Description of problem:
Not a problem, but a feature request.
Some guy from IBM stated, that with NUMA enabled on
an Opteron SMP system memory performance is sped up
by up to 30%. Please set
Version-Release number of selected component (if applicable):
Steps to Reproduce:
the kernel cannot be built with NUMA support turned on.
Reason is a loop in #includes. First, the asm/mmzone.h
needs a definition from linux/mmzone.h . Including
linuz/mmzone.h before asm/mmzone.h leads to an error
because some wait_q_type is not defined.
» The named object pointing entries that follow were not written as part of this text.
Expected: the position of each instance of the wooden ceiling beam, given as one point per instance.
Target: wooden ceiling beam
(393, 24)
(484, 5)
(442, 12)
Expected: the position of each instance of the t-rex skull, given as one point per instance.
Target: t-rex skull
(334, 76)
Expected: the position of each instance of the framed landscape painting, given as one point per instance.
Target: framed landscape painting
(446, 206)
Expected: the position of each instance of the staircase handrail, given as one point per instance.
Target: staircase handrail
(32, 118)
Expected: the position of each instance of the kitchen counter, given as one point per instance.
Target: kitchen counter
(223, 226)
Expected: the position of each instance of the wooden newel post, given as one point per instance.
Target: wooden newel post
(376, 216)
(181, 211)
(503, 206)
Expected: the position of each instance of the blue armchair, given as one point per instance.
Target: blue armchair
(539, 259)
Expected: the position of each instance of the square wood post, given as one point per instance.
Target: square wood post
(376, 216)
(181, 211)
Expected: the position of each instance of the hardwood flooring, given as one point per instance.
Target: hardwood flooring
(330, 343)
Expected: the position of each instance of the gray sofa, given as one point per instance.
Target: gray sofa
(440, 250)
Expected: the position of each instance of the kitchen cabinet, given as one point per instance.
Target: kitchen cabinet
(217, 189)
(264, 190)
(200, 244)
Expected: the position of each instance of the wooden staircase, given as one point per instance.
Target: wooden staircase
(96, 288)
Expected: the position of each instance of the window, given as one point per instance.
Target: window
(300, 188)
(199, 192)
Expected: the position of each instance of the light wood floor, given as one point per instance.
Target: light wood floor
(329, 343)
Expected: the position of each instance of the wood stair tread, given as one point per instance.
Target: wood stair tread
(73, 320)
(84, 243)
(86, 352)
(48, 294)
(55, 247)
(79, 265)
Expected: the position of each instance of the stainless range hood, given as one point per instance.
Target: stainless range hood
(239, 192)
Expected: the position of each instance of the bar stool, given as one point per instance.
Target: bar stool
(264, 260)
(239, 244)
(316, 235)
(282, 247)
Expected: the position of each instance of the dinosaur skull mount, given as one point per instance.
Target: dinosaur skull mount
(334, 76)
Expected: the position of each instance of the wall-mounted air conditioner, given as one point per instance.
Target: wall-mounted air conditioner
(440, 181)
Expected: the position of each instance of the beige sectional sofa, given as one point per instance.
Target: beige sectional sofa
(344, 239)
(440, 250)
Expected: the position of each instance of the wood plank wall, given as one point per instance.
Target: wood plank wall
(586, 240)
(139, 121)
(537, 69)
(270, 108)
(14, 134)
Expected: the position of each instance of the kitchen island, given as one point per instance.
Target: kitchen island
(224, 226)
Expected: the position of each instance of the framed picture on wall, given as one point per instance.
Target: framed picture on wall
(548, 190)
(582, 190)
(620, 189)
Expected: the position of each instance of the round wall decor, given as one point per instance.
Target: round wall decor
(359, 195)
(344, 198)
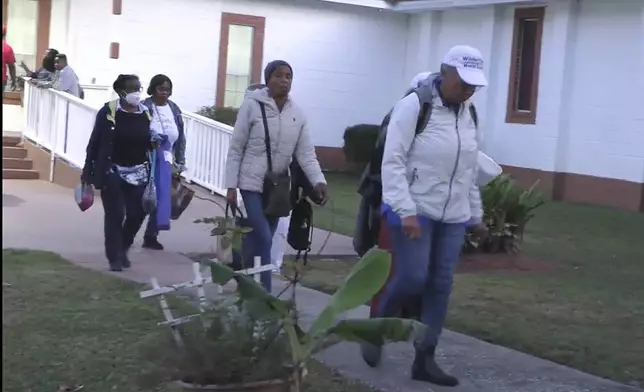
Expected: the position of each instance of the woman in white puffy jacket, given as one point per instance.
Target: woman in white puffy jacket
(430, 198)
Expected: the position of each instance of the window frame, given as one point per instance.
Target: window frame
(258, 23)
(517, 116)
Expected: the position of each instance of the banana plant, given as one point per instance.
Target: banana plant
(365, 279)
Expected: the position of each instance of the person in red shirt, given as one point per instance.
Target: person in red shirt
(8, 62)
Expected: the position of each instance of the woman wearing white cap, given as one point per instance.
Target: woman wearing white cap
(430, 198)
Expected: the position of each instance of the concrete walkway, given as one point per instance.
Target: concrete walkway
(39, 215)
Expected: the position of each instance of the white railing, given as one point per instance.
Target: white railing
(62, 124)
(206, 150)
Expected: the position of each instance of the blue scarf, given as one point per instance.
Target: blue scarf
(163, 182)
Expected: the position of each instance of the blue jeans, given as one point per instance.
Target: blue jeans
(259, 241)
(423, 267)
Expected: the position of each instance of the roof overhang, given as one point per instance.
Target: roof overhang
(426, 5)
Reason is, that
mmzone.h and wait.h include each other.
I wonder what the IBM person bases this on, especially since
1) Opteron systems hardly are NUMA
2) The kernel by default (including ours) does not have a lot of NUMA support
(some other linux distros patch in a lot of this, which slows down the normal
case. gaining 30% relative to that is easier of course :)
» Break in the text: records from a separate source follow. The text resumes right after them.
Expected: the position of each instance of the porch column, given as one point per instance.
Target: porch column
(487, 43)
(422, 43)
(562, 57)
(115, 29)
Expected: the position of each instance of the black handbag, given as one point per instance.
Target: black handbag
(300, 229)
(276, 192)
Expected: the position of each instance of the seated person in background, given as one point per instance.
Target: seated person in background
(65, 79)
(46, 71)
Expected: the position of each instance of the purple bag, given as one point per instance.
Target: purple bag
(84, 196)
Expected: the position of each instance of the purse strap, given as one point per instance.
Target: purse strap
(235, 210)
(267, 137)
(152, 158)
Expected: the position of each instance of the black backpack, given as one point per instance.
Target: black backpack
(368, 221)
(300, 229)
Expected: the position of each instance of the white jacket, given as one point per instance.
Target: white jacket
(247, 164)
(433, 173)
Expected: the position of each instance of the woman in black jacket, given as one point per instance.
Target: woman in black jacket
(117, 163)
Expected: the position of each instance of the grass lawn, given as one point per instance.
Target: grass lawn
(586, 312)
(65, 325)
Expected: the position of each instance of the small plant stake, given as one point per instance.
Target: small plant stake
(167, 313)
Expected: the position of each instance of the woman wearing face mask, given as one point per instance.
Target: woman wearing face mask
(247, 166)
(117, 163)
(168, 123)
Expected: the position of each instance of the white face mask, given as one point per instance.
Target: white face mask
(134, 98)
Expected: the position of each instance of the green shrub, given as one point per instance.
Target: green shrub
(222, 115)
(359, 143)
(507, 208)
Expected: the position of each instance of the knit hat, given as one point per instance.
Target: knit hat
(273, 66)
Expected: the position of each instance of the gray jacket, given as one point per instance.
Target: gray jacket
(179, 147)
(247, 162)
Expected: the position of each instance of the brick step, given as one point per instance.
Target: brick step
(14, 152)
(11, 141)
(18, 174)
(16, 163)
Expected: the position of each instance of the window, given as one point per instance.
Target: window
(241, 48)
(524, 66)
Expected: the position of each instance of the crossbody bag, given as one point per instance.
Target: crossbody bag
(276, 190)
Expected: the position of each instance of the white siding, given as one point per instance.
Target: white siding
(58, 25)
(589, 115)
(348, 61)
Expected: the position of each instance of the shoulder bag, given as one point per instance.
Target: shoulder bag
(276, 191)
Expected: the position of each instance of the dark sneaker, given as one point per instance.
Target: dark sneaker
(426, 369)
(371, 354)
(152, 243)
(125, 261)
AFAIK Opteron SMP systems are NUMA by design. Each part of the memory is
assigned to a CPU. When a CPU wants to access memory, that is assigned
to the other CPU, the access passes the memory controller of the other
CPU, what makes the access slower than a local one.
I really would like to benchmark this, but as explained i don't get
the kernel built due to type definition problems :-(
They are NUMA, however the NUMA factor is very very close to 1 (unlike some
other boxes where the NUMA speed is in the order of 15); academic research has
shown that a numa factor of 2 is about the turnover point for the OS doing
special NUMA hacks. A performance improvement of 30% is certainly believable for
systems with a large NUMA factor (like the IBM x440) but I have a hard time
believing it for real world use on AMD Opteron machines.